I was back to the whole foods diet I more or less follow and it felt great. I'm not sure if the Master Cleanse, a liquid diet consisting of lemon juice, water, grade B maple syrup and cayenne pepper several times a day, was necessary for me to get there. But I definitely embraced this sense of renewal, and my body thanked me for it. I had more energy, and I felt lighter on my morning jog (I lost about four pounds and gained back two, which puts me right at my ideal weight).
So, five days of drinking spicy lemonade definitely gave me some real physical benefits. But in the end, I concluded it was more of a mental exercise. I focused on other things. Eating is often a social ritual, so by abstaining from eating, I focused on my companions. Perhaps it was easy for me to be more social, since I found myself the center of attention because of my diet. Mostly though, this was an exercise in mental stamina, something I need a good store of as I transition from graduate student to starving writer — no pun intended.

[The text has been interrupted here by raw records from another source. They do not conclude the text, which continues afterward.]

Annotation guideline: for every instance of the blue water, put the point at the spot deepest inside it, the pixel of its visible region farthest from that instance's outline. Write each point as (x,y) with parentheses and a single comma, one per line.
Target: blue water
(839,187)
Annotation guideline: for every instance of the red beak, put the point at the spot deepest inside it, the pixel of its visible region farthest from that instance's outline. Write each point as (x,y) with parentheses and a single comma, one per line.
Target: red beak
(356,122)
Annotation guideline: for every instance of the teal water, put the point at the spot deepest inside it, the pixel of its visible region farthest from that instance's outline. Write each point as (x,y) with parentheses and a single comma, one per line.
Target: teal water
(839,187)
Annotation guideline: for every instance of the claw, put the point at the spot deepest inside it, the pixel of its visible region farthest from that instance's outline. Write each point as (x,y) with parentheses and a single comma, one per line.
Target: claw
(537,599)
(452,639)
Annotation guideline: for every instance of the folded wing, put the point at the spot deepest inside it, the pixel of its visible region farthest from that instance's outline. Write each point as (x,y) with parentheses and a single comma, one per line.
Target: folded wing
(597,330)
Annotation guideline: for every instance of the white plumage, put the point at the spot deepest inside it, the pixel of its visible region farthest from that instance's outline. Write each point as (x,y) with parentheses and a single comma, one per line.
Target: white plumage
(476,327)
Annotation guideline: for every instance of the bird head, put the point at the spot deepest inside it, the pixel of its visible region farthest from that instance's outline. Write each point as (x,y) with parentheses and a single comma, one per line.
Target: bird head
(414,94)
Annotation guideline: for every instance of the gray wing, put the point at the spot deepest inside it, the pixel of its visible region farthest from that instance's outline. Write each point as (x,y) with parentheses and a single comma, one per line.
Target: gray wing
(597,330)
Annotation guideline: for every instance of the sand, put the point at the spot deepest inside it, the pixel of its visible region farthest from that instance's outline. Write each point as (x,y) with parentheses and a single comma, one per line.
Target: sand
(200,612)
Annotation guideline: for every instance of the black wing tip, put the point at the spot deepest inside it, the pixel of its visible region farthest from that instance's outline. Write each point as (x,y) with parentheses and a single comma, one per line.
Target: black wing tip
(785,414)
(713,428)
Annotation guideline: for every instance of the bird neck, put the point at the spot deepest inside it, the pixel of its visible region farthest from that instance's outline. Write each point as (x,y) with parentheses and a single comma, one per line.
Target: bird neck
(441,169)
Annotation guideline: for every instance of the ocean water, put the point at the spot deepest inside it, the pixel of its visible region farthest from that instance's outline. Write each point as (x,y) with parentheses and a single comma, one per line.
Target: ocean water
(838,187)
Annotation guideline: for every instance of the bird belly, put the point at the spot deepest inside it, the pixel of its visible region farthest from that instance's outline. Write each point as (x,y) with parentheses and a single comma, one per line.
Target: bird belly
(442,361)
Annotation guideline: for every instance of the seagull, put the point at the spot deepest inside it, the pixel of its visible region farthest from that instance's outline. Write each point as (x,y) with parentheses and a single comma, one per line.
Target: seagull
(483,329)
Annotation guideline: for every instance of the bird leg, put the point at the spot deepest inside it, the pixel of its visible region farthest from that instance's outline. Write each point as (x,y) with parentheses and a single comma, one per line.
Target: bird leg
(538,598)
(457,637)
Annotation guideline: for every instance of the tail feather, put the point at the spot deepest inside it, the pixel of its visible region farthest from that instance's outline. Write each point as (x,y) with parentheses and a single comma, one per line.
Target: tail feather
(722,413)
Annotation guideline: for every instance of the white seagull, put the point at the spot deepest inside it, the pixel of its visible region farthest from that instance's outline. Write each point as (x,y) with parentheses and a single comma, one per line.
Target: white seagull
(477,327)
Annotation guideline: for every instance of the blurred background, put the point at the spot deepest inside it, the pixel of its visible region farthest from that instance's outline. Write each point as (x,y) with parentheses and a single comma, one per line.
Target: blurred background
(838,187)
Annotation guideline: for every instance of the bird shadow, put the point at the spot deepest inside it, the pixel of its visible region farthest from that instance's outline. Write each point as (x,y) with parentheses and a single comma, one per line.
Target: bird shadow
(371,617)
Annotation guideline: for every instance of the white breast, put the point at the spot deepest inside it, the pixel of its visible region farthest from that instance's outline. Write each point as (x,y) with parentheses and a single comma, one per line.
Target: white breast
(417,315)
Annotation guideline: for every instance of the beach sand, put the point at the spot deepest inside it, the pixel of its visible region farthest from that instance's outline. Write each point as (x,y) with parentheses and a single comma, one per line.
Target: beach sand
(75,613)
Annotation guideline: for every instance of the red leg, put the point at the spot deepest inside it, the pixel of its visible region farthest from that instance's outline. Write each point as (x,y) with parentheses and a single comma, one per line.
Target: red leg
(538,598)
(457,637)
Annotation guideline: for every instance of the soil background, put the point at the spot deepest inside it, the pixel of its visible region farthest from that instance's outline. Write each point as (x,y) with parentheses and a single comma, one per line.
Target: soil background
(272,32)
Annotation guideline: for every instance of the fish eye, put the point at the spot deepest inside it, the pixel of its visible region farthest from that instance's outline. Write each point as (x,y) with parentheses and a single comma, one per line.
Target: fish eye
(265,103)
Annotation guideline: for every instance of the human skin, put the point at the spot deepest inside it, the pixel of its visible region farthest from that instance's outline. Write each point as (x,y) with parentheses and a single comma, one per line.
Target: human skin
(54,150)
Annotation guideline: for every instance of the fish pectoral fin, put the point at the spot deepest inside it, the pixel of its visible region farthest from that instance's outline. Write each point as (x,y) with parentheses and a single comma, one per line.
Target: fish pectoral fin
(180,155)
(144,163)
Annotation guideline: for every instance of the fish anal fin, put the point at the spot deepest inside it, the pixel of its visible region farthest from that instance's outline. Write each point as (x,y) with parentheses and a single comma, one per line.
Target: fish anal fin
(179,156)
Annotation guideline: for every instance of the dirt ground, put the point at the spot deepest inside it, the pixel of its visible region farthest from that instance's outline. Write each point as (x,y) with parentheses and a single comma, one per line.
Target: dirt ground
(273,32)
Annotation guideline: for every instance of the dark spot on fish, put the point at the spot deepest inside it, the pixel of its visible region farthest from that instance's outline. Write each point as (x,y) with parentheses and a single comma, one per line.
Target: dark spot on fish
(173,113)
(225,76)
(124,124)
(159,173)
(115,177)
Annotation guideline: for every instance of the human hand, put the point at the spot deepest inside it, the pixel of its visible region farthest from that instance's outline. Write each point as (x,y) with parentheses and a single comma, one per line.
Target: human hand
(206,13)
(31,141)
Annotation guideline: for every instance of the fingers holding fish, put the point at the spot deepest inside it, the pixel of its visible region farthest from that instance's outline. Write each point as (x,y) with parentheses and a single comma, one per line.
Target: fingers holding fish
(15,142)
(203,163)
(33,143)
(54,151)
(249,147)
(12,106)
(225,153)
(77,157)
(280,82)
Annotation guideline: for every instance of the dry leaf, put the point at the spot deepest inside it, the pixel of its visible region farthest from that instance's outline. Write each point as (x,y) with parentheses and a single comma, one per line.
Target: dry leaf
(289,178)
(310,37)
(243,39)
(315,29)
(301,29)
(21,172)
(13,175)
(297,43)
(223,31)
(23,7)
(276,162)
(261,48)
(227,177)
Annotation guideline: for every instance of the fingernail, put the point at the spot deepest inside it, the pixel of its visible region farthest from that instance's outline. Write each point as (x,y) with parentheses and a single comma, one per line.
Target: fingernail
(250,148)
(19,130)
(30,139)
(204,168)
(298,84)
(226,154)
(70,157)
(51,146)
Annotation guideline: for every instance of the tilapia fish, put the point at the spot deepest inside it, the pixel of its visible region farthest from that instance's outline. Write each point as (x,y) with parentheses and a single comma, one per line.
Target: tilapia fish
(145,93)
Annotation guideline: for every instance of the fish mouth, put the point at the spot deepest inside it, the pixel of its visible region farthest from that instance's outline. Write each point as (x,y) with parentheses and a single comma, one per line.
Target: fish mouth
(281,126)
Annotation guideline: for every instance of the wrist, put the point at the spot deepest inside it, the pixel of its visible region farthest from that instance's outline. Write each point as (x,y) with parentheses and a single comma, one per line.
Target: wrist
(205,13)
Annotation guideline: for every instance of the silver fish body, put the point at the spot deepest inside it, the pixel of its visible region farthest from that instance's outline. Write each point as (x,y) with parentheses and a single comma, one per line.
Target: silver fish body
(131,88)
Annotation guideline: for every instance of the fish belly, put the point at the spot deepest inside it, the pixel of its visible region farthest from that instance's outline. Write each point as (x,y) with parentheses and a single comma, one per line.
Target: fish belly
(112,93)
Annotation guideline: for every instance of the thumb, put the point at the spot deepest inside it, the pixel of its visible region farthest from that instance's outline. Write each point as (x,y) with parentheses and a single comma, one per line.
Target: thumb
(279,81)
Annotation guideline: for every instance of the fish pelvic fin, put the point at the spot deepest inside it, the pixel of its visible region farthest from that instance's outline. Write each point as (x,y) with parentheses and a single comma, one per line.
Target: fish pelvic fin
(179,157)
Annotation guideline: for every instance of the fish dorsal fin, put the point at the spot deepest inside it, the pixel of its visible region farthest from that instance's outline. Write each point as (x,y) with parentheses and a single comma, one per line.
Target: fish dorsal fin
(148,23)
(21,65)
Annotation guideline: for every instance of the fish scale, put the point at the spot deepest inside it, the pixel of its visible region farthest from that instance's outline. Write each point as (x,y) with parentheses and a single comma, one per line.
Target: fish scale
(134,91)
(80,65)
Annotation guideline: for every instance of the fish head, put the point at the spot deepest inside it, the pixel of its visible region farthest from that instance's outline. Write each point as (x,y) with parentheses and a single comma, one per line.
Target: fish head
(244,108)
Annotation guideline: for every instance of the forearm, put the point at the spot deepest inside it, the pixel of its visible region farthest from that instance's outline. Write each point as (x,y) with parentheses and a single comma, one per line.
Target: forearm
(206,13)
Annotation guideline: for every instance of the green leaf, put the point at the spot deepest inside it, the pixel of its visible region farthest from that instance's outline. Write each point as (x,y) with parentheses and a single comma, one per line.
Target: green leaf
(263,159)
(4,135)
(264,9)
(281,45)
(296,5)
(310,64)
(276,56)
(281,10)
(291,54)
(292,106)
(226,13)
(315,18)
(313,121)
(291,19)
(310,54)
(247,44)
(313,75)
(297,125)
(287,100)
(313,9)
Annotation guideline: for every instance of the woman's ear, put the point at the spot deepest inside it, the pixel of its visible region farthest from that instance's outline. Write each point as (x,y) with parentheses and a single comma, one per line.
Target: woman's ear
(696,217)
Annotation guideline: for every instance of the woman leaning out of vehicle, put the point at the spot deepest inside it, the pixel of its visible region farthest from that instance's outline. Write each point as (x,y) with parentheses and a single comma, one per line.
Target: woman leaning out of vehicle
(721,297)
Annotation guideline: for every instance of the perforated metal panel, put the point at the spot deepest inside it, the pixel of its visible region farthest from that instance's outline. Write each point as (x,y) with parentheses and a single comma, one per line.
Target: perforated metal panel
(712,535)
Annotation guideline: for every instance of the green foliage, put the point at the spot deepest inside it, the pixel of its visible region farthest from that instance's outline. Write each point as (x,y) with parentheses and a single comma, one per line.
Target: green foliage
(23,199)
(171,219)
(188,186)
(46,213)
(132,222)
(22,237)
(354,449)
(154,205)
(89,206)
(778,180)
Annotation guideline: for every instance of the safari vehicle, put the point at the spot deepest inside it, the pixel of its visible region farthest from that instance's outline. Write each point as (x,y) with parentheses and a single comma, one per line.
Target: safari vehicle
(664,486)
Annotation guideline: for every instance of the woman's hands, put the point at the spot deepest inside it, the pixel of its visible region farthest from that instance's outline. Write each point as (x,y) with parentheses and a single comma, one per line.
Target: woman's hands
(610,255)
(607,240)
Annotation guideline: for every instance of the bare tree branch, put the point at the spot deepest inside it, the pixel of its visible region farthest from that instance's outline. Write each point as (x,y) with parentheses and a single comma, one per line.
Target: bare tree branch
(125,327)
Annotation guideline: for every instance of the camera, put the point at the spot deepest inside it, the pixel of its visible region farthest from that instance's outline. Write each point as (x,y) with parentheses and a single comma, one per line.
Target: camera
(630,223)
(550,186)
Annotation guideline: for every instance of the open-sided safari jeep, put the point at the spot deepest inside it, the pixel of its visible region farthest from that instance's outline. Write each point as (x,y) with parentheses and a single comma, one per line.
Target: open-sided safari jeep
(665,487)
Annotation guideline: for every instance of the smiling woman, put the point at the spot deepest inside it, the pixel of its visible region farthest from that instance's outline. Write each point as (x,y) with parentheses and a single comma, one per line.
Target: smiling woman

I got a lot of comments from readers about the five-day blog that I kept during my detox diet One thoughtful reader referred to the “Zen-like” high these diets often induce, and I can certainly vouch for living temporarily in transcendent heights. In the same message, the reader mentioned anorexia. Interestingly, the day my diet ended I interviewed a woman my age, 32, who has suffered from anorexia since she was 15. As she told me how starving herself made her feel in control of her life, I could identify. I thought about the concentration I gained from my fast. But I shuddered at the false sense of empowerment it could bring.
Earlier in the day, my doctor told me to stop the diet because he was concerned about my health. I listened to him, and grabbed an orange juice before driving to my interview. (To ease out of the diet, you are supposed to only drink orange juice for a couple of days).
But the person who really made me take a second look at these diets was my mother. In the middle of the week, she told me my diet was silly. And potentially harmful. She'd read an article about detox diets causing brain damage. It was an extreme example, and I resented her for bringing it up.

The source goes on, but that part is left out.